RE: [Discuss][Grouping] Handling Group level scaling in Composite Application

Posted by "Martin Eppel (meppel)" <me...@cisco.com>.
Hi Reka,


·        Scale by group
Looks like the main difference to scale by group, compared to the original proposal, is that when a group scales instead of “creating” multiple instances the group is extended across multiple partitions (using one of the mentioned algorithms). Side effect is that no new group (instance) Id is required as the group scales up.

·        Scale by member:
As long as there is room on the partition a group can scale by adjusting the max instance number of the clusters within the group. From your comment below it looks like this requires a manual intervention by the user ?

Is this view correct ?

I’ll forward the implementation proposal to our team for some feedback,

Thanks

Martin

From: Reka Thirunavukkarasu [mailto:reka@wso2.com]
Sent: Monday, November 17, 2014 4:23 AM
To: Martin Eppel (meppel)
Cc: dev; Lakmal Warusawithana; Shaheedur Haque (shahhaqu); Isuru Haththotuwa; Udara Liyanage
Subject: Re: [Discuss][Grouping] Handling Group level scaling in Composite Application

Hi Martin,

Please find my comments inside related to this group scaling implementation.

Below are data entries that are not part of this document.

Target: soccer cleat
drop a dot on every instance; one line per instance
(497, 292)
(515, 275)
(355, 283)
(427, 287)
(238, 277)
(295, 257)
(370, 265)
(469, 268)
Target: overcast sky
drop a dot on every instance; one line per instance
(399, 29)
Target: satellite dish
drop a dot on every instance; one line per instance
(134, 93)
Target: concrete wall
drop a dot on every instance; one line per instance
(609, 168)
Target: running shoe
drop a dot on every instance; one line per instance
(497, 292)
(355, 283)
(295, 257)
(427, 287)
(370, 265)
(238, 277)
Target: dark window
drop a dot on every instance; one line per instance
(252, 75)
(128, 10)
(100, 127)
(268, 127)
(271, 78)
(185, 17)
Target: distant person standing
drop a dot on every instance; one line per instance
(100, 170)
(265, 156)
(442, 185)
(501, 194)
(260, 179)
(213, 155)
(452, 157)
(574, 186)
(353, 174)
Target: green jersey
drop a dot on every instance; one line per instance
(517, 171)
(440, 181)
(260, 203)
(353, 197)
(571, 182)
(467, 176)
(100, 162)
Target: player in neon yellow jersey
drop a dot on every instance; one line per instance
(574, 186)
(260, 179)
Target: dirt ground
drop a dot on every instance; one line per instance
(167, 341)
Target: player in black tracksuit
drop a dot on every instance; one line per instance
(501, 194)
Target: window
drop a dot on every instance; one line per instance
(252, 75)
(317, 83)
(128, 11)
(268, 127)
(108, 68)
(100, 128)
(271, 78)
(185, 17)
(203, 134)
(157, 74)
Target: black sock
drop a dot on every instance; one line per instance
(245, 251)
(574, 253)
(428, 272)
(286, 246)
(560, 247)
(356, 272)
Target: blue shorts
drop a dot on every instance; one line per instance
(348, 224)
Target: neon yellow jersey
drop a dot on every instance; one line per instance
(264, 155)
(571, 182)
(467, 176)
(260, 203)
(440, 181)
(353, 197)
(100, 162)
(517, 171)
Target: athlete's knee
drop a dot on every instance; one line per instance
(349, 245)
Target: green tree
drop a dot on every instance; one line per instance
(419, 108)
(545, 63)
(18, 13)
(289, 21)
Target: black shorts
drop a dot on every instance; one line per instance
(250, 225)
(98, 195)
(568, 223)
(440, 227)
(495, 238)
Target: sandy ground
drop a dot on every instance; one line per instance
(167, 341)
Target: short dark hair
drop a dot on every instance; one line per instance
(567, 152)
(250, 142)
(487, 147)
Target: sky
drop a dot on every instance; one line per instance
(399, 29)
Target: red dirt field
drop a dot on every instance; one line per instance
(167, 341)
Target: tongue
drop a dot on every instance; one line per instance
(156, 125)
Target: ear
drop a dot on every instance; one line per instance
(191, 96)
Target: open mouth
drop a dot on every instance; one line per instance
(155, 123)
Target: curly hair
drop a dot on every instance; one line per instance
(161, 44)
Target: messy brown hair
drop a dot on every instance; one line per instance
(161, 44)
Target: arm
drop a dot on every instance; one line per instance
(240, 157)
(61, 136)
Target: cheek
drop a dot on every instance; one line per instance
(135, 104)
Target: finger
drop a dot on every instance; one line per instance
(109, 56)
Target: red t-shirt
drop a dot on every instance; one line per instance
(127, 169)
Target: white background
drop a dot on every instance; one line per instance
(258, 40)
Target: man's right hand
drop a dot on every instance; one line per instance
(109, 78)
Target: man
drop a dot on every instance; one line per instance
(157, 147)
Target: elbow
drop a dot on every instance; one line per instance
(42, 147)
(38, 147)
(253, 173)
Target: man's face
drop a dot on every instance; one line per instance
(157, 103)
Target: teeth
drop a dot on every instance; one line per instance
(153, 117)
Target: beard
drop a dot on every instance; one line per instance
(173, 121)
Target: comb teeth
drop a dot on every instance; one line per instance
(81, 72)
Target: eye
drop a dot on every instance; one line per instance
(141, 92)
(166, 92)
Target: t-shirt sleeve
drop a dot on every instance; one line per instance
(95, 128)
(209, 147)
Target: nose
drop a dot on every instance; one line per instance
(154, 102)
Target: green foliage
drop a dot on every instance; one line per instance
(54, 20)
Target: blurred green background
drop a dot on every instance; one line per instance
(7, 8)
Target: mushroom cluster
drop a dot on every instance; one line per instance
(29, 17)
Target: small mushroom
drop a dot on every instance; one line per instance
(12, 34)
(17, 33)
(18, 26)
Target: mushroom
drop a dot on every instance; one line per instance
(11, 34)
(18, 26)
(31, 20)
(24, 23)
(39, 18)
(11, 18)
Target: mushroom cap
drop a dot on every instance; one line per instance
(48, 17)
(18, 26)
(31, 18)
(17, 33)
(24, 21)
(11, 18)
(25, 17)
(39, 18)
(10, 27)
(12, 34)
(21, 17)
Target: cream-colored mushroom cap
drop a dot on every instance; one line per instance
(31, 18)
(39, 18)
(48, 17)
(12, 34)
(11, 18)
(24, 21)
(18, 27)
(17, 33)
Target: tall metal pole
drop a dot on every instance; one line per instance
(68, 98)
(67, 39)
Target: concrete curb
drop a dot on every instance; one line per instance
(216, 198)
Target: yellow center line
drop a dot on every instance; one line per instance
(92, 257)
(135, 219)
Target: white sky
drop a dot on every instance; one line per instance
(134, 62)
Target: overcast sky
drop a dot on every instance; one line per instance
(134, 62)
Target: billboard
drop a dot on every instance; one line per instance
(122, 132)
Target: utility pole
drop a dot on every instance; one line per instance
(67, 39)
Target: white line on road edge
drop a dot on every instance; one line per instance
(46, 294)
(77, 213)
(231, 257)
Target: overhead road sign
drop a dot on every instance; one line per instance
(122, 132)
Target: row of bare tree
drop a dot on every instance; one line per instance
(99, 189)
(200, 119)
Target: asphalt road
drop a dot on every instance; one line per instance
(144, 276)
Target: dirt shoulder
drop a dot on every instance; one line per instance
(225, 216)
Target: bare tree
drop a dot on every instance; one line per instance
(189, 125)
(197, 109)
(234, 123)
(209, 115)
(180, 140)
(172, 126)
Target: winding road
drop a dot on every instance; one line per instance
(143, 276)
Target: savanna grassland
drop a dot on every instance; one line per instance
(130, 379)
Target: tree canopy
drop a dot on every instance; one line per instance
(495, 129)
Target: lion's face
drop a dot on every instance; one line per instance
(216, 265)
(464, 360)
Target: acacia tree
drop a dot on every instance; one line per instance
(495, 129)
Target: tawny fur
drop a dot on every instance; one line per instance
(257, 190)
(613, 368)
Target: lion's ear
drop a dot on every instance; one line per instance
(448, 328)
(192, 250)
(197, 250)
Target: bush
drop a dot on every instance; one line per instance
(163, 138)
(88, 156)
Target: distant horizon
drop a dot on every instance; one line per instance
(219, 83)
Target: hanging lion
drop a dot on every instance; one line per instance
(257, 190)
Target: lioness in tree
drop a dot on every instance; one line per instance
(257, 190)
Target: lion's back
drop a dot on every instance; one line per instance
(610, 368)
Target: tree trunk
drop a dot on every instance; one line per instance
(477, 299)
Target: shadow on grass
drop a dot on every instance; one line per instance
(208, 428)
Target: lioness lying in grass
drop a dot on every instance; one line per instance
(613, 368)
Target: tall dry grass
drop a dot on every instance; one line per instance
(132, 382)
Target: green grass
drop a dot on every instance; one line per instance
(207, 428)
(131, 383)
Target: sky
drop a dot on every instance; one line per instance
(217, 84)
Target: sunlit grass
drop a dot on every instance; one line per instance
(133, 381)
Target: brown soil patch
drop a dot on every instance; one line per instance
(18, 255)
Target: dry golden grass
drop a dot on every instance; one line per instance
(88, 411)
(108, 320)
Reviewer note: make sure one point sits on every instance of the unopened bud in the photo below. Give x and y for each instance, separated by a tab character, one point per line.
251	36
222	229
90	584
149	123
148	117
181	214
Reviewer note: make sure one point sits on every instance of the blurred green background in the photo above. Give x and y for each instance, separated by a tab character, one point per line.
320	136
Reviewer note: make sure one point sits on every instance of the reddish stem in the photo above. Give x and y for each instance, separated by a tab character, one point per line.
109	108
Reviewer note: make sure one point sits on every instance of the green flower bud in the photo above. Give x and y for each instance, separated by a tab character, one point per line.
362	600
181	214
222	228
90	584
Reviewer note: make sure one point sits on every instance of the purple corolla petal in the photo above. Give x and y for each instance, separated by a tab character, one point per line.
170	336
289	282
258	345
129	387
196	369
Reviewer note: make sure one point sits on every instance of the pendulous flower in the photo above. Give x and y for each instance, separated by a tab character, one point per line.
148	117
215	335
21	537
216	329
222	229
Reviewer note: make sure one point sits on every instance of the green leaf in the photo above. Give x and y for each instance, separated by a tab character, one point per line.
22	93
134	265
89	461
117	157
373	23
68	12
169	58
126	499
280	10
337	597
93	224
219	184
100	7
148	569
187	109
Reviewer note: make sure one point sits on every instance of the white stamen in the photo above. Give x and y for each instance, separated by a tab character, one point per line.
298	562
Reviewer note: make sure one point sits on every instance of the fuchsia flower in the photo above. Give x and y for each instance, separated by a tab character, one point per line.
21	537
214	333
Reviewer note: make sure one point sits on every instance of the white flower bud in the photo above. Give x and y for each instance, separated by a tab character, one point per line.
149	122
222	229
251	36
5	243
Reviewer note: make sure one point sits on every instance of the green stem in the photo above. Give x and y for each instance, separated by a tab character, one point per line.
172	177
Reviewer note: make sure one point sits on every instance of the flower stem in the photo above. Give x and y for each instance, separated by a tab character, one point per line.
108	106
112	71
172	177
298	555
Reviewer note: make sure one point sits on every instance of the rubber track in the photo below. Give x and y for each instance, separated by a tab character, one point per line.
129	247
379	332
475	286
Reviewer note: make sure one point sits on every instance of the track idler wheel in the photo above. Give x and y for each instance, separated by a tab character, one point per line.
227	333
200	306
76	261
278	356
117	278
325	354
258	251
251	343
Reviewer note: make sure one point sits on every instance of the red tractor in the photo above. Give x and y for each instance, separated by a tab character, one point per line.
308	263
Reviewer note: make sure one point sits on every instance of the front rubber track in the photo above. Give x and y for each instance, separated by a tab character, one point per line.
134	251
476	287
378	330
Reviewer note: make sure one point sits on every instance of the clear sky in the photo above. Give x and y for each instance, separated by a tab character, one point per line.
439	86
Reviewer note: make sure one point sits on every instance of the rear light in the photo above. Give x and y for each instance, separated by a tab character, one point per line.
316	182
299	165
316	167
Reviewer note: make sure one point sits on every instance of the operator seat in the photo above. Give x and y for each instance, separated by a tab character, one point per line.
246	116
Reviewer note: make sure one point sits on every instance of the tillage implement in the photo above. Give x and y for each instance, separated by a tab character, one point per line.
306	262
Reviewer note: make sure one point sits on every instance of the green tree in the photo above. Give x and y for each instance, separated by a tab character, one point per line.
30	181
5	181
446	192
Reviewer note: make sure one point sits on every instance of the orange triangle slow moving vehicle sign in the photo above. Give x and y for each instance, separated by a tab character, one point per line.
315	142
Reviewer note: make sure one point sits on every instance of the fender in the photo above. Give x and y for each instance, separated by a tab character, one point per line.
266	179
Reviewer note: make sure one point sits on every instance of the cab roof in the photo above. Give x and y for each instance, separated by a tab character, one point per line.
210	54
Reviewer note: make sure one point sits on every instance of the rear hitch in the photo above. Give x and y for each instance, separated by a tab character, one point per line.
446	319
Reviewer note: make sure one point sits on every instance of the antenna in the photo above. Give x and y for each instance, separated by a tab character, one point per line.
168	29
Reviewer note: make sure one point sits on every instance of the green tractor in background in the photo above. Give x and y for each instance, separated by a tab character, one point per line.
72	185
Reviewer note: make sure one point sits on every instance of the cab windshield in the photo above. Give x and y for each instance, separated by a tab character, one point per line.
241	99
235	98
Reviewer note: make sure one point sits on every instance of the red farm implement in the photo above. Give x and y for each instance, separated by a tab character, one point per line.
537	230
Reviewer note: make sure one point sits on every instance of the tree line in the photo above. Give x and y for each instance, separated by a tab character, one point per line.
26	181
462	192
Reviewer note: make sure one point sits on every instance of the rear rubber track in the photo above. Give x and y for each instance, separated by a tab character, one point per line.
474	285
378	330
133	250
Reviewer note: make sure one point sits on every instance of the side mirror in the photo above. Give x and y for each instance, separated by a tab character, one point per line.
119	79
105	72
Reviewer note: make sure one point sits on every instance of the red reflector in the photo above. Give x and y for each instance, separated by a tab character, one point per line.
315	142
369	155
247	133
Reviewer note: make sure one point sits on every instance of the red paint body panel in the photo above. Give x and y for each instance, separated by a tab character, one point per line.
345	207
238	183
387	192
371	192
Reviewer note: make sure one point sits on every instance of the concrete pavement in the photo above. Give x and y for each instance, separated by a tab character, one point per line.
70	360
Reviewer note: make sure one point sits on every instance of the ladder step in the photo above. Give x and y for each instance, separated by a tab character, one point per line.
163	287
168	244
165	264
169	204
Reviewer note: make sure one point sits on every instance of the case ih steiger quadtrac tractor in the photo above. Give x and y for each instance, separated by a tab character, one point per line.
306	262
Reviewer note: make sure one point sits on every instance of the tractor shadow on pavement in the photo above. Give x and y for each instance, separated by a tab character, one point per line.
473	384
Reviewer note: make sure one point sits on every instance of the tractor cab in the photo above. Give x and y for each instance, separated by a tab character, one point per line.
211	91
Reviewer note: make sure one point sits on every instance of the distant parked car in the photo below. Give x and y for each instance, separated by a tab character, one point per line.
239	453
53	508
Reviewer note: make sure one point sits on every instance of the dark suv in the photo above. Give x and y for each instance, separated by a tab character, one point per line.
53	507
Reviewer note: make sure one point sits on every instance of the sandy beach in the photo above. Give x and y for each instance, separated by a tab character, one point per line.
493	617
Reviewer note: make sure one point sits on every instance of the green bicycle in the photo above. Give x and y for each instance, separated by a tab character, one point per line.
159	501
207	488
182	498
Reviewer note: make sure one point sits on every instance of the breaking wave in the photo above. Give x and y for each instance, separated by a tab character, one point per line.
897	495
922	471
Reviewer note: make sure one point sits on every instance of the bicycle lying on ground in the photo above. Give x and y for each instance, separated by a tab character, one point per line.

Subject: [Discuss][Grouping] Handling Group level scaling in Composite Application

Hi

This is to discuss $subject. In the case of scaling with composite application, we can divide it into three parts as Martin has also explained in previous mails. I summarise as below from a Martin's mail with the proposed possible solution in stratos to support group level scaling:


o   scaling by statistics,

o   scaling by group member and

o   scaling by group.

Based on this, the general algorithm would be like this (in order):

1.      Scale VMs until the cluster maximum is reached (in at least one of the cluster within the group - scale by statistics)

We can address this in stratos with the usual autoscaling based on statistics. A single cluster monitor is capable of taking this decision to scale its own members.

2.      Scale up a new cluster of same type as the one which has reached the maximum of VMs until the max member number is reached  (scale by group member).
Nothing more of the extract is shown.